Marcio estava muito atento ao que acontecia musicalmente naquele período e com a mente sempre aberta à novidade. Acho que, para além da música que alguém lhe apresentava, ele queria saber quem eram as pessoas que estavam ali entregando o material, que forças estavam atuando nesse ou naquele projeto artístico, que movimento era “esse” ou “aquele” que ali se mostrava às vezes ainda embrionário. E, ainda, rapidamente era imaginada e proposta uma maneira de reunir alguns desses artistas que
chegavam com seus trabalhos-solo, gerando ações de cooperação musical que resultaram em diversos projetos de programação do teatro. Alguns inesquecíveis, como os encontros de Caetano Veloso com a atriz Arlete Dias; Carlinhos Brown com Gereba; e Tom Zé com a Confraria da Bazófia, para citar apenas três dos inúmeros realizados nos shows pró-reforma.
Muitas vezes alguém chegava ao teatro com o intuito de conseguir uma data para fazer um show, ou de ser selecionado para participar de algum projeto específico, como o Meia-Noite se Improvisa, e saía de lá com uma ideia na cabeça para desenvolver algo a convite do Vila.
Além dessa capacidade de Marcio como agitador cultural e programador musical, um outro traço de sua personalidade artística influenciou e influencia a forma como a linguagem musical se faz presente no Vila: o fato de ter sempre sido um entusiasta da composição de músicas originais e da execução ao vivo dessas músicas em todas as peças teatrais dirigidas por ele e por outros diretores e diretoras que viriam a atuar no Novo Vila. Foi isso que me trouxe para dentro do teatro.
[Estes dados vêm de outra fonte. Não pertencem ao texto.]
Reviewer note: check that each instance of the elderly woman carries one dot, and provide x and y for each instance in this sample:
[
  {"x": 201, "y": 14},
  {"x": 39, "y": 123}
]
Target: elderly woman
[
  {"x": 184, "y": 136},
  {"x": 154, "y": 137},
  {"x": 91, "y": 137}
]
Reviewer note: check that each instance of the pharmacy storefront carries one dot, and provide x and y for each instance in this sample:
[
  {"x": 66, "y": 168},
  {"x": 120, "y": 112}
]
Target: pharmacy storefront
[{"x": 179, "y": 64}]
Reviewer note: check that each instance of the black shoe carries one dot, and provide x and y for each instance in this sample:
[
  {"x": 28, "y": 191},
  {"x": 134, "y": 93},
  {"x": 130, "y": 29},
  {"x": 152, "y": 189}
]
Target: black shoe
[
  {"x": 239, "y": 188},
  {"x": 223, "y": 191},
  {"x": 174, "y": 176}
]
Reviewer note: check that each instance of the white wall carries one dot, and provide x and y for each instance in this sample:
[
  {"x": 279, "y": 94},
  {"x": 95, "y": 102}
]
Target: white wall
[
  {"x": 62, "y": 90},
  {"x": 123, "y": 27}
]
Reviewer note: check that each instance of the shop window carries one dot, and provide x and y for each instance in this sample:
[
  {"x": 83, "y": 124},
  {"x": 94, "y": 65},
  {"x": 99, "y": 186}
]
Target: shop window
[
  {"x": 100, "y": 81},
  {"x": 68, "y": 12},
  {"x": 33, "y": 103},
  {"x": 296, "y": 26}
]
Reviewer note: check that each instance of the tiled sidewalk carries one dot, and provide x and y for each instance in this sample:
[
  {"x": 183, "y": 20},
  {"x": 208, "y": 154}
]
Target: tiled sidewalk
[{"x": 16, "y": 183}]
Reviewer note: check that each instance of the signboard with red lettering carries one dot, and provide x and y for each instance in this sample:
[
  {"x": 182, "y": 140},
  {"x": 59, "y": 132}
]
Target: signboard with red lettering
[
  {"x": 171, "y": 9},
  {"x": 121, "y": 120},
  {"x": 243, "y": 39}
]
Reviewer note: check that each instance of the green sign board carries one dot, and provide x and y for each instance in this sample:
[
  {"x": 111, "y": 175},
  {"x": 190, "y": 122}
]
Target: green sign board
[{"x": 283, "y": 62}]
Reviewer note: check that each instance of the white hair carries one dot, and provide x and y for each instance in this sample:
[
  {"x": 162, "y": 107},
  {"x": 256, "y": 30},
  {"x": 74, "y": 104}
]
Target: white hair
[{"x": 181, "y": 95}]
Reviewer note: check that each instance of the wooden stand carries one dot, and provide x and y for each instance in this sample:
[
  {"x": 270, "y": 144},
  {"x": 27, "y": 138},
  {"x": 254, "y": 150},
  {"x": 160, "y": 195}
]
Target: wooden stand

Virei uma espécie de “compositor residente” do Vila entre 1996 e 2014. Enquanto eu compunha e dirigia musicalmente as peças do Bando de Teatro Olodum, da Companhia de Teatro dos Novos, do Viladança e do VilaVox, outros dois compositores assumiram de forma constante mais dois grupos: João Meirelles, com A Outra Companhia de Teatro, e Ray Gouveia, com a Companhia Novos Novos de Teatro. Nós três atuamos de forma constante ao longo de grande parte desse período, nessas posições, mas não de forma estática. Compusemos, todos, para a maioria dos seis grupos residentes, atuando sozinhos ou em parcerias.
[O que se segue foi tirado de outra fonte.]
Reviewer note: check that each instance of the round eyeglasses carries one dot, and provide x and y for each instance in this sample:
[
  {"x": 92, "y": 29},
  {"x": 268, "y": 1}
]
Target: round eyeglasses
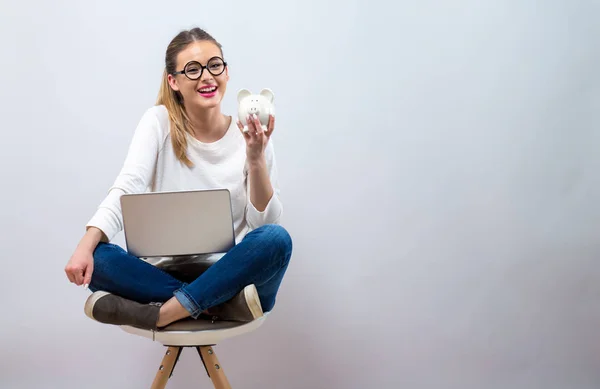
[{"x": 194, "y": 69}]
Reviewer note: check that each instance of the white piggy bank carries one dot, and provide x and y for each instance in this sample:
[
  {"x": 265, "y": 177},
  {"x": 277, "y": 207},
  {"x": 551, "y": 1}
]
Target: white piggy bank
[{"x": 260, "y": 105}]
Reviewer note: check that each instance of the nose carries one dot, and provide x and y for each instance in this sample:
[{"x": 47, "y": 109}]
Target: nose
[{"x": 206, "y": 76}]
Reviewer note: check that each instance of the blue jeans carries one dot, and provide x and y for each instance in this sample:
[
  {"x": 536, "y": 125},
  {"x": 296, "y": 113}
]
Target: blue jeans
[{"x": 261, "y": 258}]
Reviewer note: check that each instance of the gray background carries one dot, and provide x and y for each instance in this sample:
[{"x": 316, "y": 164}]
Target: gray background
[{"x": 439, "y": 168}]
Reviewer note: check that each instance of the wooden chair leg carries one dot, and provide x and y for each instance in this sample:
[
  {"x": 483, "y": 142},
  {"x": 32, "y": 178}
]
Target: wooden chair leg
[
  {"x": 166, "y": 368},
  {"x": 213, "y": 367}
]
Também não fomos os únicos. As Trilhas do Vila, por exemplo, foram compostas ao longo desse período com a participação de artistas como Capinam, Tom Zé, Carlinhos Brown, Ronei Jorge, Pablo Sotuyo, Pedro Filho, Carlos Alberto Augusto, Aloízio Menezes e outros, que você pode ir descobrindo ao investigar mais de perto os programas dos espetáculos. Conseguimos gravar trilhas sonoras no próprio Vila Velha e algumas delas começam a ficar disponíveis para a escuta a partir desta exposição.
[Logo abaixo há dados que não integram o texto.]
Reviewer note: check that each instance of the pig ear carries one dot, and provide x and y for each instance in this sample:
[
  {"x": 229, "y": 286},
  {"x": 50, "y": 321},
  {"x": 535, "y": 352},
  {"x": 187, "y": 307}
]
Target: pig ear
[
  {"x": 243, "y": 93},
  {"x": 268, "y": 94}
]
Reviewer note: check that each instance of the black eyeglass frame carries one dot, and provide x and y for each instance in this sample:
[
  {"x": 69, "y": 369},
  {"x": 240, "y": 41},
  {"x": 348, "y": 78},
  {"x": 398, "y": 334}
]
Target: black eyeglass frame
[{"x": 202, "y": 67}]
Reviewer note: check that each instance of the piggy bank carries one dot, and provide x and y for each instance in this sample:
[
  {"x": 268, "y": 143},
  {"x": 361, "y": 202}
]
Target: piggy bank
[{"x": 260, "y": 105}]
No rastro dessa atividade de música original e ao vivo, não posso deixar de lembrar do projeto criado e tocado pela coreógrafa Cristina Castro, intitulado Improvilação, com o qual colaborei intensamente. Eram sessões de livre improvisação de dança e música que reuniram no palco principal do Vila, não poucas vezes, mais de 30 intérpretes das duas linguagens, conduzidos por nós numa investigação que nos proporcionou, e ao público, momentos grandiosos de experiência e arte.
Durante todo esse período de grande produção interna, o Vila continuou a receber shows que se tornaram históricos, como a apresentação de Ramiro Mussoto lançando seu álbum Civilização e Barbárie, e o show de Itamar Assunção chamado Preto Brás (que inclusive tocou com meu violão nesse dia!).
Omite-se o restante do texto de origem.